Hair receivers are small porcelain jars with an open hole in the top. At the end of the nineteenth-century, they were sometimes given with a matching powder jar. This example is typical of the era, circa 1890, and is hand painted with feminine florals. In the nineteenth century, a woman’s long hair was considered erotic. The Art Nouveau whorls and curls of Alphonse Mucha’s women, interspersed with the smoke of the Job cigarettes he was illustrating, have become decoupled from the advertising he was commissioned for and represent an idealized femininity and bohemianism exemplified by a woman’s long hair displayed publicly. For those who towed a more Puritan middle class line, however, women’s hair could not be displayed hanging down as a sensual curtain, but was instead to be pinned, curled, braided, bowed, and tucked back in various fashionable styles, and always under a hat when out of the house.
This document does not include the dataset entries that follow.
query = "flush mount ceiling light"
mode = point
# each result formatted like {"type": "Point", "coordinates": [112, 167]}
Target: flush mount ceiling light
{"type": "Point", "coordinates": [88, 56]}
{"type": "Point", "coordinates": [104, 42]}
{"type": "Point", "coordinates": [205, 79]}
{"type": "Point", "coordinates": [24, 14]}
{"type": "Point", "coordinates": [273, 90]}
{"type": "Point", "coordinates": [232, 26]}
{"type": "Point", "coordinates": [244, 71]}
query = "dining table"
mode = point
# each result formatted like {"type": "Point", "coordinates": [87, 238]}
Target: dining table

It was only in her bedroom that a woman could unpin her hair and leave it long. Brushing her hair was a morning and evening ritual done at her toilette table, and the accumulated hair in the hairbrush was put into the hair receiver. Why would she not simply have binned it or burned it? She saved her dead locks to make ‘rats’ upon which to build elaborate up-dos. A woman with flowing, abundant hair was not only seen as sensual, but also healthy and robust, and the abundance of hair was also interpreted by some to reflect passion. Victorian magazines abound with hair styling devices; false curls, ringlets, hair pins, curlers, curling tongs, and a myriad of diverse accoutrements. Hair was womanhood, in all it’s tamed and untamed glory. Men wrote about the erotic ‘hair curtain’ that hung around a woman’s naked body in the privacy of her bed chamber.



By making her hair ‘rats’ with her own hair, a woman could improve the fullness of her locks and answer honestly when a suitor asked “Is that all your own hair?”